Le pôle social du tribunal judiciaire, par jugement du 30 juin 2025, s’est prononcé sur une opposition à contrainte visant des cotisations prétendument impayées du troisième trimestre 2023. L’organisme de recouvrement a, en cours d’instance, annoncé l’annulation de la contrainte et produit deux courriers attestant d’une radiation du compte « à date d’origine ». L’opposante contestait tout assujettissement, tandis que l’organisme sollicitait, malgré l’annulation, la mise à sa charge des frais de signification en raison de la tardiveté de la communication de pièces. La juridiction déclare l’opposition « devenue sans objet » et déboute l’organisme de sa demande de frais, au visa notamment des articles L. 244-9, R. 133-6 et R. 133-3 du code de la sécurité sociale. La question posée tenait aux effets procéduraux et financiers de l’annulation, en cours d’instance, d’une contrainte sociale, spécialement quant au sort de l’opposition et à l’imputation des frais de signification et d’exécution. La solution retient que l’annulation éteint l’objet du litige et que, « un acte nul ne pouvant valablement être mis à exécution et la nullité étant rétroactive », les frais postérieurs ne peuvent être mis à la charge du débiteur prétendu.

I. L’annulation de la contrainte et l’extinction de l’instance d’opposition

A. La neutralisation contentieuse de l’opposition déclarée « sans objet »
Le raisonnement s’ouvre par la qualification procédurale de l’effet d’une annulation intervenue avant jugement. Après avoir relevé que « la contrainte litigieuse a été annulée » et que le compte a été « radié à date d’origine », la juridiction déduit que « l’opposition est donc devenue sans objet ». La formulation retient la dynamique d’extinction de l’instance, sans se prononcer sur le bien-fondé initial des griefs d’assujettissement. Le texte de l’article L. 244-9 du code de la sécurité sociale est rappelé comme cadre, la contrainte valant jugement en l’absence d’opposition, ce qui souligne que sa disparition prive l’opposition de substrat.

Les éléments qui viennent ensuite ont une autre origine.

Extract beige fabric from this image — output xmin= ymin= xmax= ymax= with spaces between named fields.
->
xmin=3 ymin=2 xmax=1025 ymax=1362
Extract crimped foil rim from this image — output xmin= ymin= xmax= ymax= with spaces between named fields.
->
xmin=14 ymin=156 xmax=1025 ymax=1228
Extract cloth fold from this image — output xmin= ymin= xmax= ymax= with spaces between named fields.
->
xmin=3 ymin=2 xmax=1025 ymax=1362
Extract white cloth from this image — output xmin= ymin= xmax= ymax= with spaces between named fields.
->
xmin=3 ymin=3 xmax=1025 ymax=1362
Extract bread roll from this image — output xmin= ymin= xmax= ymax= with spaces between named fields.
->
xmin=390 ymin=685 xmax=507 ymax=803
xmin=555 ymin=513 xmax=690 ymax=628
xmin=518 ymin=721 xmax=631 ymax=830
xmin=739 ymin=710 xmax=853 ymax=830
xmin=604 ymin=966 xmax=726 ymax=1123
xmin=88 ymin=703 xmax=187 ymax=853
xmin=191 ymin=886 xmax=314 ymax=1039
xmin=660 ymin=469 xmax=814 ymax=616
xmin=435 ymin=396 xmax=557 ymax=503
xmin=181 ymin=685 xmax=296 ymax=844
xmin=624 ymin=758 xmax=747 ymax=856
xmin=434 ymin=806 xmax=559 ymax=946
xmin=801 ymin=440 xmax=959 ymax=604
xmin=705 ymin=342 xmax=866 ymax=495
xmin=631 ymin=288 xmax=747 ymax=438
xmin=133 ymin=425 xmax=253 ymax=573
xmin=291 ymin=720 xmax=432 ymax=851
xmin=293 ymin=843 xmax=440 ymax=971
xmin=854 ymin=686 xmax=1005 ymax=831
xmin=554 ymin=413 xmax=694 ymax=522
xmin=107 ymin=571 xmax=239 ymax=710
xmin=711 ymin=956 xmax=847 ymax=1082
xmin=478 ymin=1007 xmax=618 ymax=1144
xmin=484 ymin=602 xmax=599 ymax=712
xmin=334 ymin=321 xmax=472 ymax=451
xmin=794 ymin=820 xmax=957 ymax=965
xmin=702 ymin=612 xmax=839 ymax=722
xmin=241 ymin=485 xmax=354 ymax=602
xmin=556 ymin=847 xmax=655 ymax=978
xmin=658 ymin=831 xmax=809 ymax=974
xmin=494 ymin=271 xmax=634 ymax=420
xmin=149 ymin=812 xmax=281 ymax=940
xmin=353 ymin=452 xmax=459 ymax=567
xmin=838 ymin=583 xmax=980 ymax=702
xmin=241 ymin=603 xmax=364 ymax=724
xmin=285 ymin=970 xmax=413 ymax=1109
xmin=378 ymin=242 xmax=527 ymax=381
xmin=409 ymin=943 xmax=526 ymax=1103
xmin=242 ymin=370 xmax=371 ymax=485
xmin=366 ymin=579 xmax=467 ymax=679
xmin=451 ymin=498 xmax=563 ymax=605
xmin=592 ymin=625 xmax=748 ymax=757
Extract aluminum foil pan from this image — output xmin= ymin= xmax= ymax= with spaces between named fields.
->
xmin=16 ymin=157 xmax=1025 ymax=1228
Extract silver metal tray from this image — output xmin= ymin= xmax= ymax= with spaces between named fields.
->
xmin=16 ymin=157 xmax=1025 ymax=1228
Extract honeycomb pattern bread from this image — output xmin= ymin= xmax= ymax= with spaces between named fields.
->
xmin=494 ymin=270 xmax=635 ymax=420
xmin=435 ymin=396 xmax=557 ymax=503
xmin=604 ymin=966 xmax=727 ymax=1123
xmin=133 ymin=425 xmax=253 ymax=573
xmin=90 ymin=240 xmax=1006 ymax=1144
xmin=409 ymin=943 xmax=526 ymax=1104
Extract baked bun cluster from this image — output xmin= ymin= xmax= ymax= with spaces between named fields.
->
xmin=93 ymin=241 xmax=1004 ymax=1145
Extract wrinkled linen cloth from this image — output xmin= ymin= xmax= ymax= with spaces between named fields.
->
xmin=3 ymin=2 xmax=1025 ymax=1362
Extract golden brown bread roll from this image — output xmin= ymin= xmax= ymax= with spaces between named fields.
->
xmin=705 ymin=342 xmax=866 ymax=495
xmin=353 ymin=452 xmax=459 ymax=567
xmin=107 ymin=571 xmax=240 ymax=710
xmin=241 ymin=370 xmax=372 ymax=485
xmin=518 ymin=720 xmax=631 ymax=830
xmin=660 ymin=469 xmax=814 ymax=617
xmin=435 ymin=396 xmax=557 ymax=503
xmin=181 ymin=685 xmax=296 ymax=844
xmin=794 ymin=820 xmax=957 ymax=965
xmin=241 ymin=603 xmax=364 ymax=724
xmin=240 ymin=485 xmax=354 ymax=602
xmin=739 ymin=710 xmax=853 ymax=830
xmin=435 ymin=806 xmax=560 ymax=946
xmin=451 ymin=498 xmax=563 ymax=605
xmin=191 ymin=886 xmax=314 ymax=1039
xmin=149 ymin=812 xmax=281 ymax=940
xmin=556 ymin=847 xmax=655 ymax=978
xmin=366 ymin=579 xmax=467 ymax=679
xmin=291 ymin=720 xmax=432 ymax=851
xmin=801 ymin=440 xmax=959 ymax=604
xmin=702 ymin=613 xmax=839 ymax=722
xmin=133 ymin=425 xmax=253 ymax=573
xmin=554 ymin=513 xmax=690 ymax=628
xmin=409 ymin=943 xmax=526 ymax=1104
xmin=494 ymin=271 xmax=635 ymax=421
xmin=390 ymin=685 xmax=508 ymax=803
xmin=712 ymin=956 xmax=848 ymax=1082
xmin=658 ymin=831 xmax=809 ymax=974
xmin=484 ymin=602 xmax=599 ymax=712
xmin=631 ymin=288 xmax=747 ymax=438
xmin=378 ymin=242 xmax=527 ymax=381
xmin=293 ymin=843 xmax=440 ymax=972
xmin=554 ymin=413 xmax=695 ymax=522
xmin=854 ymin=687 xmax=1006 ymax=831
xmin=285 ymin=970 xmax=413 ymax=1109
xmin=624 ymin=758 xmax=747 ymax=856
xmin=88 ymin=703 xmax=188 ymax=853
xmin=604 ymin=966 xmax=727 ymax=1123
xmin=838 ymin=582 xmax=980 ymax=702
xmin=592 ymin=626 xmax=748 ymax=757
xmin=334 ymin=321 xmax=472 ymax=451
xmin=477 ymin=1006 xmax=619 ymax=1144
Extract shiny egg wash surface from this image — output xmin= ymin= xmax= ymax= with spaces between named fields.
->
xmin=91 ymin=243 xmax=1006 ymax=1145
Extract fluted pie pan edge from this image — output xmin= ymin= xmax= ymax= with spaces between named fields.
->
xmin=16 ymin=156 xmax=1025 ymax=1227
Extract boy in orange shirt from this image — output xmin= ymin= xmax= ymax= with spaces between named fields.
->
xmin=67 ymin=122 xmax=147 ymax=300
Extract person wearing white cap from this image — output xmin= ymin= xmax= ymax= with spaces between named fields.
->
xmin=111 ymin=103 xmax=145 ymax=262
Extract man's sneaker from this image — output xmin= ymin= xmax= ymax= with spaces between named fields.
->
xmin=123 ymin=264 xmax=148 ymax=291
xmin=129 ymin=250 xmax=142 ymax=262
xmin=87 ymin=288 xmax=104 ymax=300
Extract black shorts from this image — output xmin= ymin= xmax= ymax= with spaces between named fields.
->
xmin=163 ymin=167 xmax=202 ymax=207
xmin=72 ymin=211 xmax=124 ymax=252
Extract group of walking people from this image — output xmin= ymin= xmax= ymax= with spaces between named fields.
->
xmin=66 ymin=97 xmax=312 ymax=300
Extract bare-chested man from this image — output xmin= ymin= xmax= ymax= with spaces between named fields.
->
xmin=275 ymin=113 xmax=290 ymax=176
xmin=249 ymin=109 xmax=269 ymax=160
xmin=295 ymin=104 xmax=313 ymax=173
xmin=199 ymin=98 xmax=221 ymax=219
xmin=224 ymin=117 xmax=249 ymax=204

Cette solution s’inscrit dans une logique de dessaisissement du juge par disparition de l’intérêt à statuer, lorsque la prétention de recouvrement se retire. Elle évite une déclaration de « bien-fondé » de l’opposition, laissant subsister une neutralité sur la validité originelle de la contrainte. Elle préserve la cohérence de l’office du juge, limité à trancher un différend encore actuel, tandis que l’acte de poursuite a été retiré et ses effets annulés.

B. La portée rétroactive de l’annulation et la reconstruction de la situation
L’originalité tient à la prise en compte de la rétroactivité de l’annulation pour régler les conséquences accessoires. Le jugement énonce, de façon nette, qu’« un acte nul ne pouvant valablement être mis à exécution et la nullité étant rétroactive, la contrainte est donc réputée n’avoir jamais été valide ». Cette affirmation reconstitue la situation antérieure comme si l’acte n’avait pas existé, ce qui irrigue la suite du raisonnement sur les frais.

Par cette construction, la juridiction opère une hiérarchie entre la qualification procédurale de l’extinction de l’instance et les effets substantiels de la nullité. L’opposition n’appelle plus de décision au fond, mais la nullité gouverne les conséquences économiques et remet à zéro les leviers d’exécution. La cohérence systémique est assurée, l’exécution d’un acte réputé inexistant ne pouvant produire des charges définitives pour celui qui n’était pas débiteur.

II. Les frais postérieurs à la contrainte annulée: articulation des textes et sécurité du recouvrement

A. L’articulation de l’article R. 133-6 CSS et de la rétroactivité
L’article R. 133-6 du code de la sécurité sociale prévoit que « les frais de recouvrement afférents à la délivrance de la contrainte et aux actes qui lui font suite sont à la charge du débiteur […] sauf lorsque l’opposition a été déclarée fondée ». L’organisme en déduisait que, l’opposition n’étant pas déclarée « fondée » mais « sans objet », les frais de signification demeuraient dus. La juridiction refuse cette lecture formaliste, substituant un contrôle par la cause: l’acte source ayant été anéanti, les actes qui « lui font suite » ne peuvent survivre financièrement.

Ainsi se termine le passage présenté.